I've always had gripe with some snares though, probably because we rely on them to form such a main focus of our sound - Bought a 14x5 Pearl copper free floater just on the basis of it sounding incredible in the shop - sounded lifeless, thin and boxy in a dry sounding rehearsal space. That snare would only sound half decent in loud/lively rooms when I cranked it a little, but it just went back in its case for months then I sold it on. I also owned a 14x5.5 Tama B/B snare that was the loudest snare I've ever owned and again sounded great if it was a lively venue but once played in a controlled environment it sounded terribly thin and ´hi-pass´
 
Absolutely the worst built drum I've ever encountered was a brand new Gretsch USA custom snare brought to my workshop by a touring artist because he couldn't tune it up. I took the heads & hoops off both sides, & started by putting the shell batter side down on my inspection plate. At first, I thought they'd assembled it upside down with the snare beds on the batter side, but no, the batter edges really were that bad. I then tried the reso side. Edges just as bad, plus snare beds out of alignment. Not only that, the shell was out of round by 3/8". Overall, the shell was super poor quality. Voids everywhere, & really nasty quality inner ply. Considering it's a Keller production, I was surprised. Lugs were cheaply made & inconsistent. Internal fixings were the cheapest possible quality. Given the price paid, I was shocked.

How long ago was this ? Seemed Gretsch got their quality control in check these past years. Guess you can never be too sure...
 
People look at me cross-eyed whenever I tell folks to be careful whenever ordering new Gretsch USA drums. Granted, if you get a good set, they are fantastic; however, I've been reading about QC issues for year on their expensive USA drums. If I was to ever get a set, I'd open the box in the store and going over everything with a fine-tooth comb before taking them home.

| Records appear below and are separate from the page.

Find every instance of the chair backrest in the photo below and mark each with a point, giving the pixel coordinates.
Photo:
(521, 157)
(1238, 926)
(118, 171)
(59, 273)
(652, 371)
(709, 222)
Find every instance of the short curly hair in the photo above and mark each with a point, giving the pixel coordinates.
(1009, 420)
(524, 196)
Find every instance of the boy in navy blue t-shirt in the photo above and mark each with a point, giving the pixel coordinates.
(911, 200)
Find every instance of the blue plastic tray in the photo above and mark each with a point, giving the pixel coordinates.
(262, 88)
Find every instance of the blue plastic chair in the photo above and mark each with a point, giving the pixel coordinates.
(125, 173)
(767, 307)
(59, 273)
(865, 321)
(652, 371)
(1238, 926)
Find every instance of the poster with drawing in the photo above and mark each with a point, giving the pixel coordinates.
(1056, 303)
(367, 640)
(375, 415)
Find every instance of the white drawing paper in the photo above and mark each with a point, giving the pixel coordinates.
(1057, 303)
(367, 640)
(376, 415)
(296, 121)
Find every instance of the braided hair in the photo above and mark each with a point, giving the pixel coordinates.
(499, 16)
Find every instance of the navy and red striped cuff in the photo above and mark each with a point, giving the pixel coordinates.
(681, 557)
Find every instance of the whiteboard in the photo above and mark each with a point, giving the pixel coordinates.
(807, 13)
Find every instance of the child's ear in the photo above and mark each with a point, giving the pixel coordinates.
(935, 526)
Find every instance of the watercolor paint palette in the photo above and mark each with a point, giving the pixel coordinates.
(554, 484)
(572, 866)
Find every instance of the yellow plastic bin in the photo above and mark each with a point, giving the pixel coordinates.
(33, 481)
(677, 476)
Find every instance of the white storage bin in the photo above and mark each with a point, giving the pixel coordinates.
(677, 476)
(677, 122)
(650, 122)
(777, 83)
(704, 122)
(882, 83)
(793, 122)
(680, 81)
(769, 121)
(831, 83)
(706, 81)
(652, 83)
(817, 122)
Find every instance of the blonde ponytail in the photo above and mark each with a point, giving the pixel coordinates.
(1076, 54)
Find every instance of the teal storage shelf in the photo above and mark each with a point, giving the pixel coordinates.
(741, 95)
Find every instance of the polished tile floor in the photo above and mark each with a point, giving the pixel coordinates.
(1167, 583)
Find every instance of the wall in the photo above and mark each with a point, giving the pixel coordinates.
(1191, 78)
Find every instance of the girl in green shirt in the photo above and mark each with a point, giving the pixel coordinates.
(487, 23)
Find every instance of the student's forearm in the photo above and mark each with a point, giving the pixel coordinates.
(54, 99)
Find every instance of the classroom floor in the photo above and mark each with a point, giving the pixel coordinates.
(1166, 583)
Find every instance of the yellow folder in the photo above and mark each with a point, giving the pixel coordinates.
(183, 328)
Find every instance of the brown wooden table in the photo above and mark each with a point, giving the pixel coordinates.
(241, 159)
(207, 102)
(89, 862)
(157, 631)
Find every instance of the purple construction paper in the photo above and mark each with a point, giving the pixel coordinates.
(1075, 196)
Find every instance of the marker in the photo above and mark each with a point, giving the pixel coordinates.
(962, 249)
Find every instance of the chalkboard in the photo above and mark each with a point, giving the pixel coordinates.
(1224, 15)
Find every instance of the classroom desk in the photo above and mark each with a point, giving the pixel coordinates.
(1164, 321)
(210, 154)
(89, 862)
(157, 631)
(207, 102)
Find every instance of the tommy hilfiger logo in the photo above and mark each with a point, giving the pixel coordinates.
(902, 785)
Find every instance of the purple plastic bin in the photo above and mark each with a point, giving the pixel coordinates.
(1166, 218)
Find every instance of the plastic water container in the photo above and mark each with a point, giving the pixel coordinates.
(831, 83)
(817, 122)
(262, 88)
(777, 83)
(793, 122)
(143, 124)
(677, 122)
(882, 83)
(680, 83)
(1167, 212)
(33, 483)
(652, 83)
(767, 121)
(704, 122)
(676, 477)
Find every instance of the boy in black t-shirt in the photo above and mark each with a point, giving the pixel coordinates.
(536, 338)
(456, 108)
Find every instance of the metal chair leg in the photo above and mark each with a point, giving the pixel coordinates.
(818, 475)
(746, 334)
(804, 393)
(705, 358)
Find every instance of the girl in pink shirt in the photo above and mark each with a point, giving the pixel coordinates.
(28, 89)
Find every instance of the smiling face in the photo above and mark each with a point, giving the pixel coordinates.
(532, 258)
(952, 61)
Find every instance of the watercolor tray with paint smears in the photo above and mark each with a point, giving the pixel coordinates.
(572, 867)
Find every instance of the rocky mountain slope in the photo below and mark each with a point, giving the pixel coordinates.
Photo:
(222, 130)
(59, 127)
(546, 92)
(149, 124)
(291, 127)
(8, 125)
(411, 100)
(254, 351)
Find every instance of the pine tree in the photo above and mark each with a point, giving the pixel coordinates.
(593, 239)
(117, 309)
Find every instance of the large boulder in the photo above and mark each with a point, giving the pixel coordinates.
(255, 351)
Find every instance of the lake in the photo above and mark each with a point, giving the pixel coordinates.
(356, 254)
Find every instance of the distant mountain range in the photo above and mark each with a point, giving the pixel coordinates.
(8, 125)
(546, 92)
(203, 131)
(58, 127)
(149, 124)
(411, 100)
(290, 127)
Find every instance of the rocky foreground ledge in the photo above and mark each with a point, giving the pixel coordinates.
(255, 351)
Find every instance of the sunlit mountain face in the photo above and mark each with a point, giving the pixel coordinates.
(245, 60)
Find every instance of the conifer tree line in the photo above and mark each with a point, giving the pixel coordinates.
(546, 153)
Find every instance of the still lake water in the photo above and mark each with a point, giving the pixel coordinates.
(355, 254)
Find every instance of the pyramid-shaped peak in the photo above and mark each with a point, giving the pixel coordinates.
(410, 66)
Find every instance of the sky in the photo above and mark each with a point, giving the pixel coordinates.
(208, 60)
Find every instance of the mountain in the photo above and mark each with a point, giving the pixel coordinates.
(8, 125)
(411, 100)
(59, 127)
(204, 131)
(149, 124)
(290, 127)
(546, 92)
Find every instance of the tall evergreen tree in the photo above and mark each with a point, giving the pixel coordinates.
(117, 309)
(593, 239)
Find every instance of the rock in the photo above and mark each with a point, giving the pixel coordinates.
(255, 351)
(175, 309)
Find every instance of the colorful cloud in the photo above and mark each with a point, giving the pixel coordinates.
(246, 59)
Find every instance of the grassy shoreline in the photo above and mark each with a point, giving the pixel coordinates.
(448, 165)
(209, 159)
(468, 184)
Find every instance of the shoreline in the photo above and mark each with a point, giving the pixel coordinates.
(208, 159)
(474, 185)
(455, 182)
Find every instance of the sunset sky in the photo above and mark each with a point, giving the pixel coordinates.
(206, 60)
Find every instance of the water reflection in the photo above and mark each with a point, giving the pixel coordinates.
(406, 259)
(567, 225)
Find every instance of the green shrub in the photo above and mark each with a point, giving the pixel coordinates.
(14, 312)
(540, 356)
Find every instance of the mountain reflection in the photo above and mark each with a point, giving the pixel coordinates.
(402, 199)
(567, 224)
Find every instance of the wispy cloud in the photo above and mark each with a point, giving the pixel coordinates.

A prime candidate for the Far-Eastern mid-range kits being much better-made than the American high-end ones. Say what you like about Far Eastern manufacturing but in the last ten years it has become more and more consistent to the point where quality control wouldn't even factor in my though process for buying.
 
My first brand new kit...
1986 Remo Encore Gray Quadura wrapped 5 piece plus hardware with Sound Vader cymbals. What the Hell was I thinkin' ??!!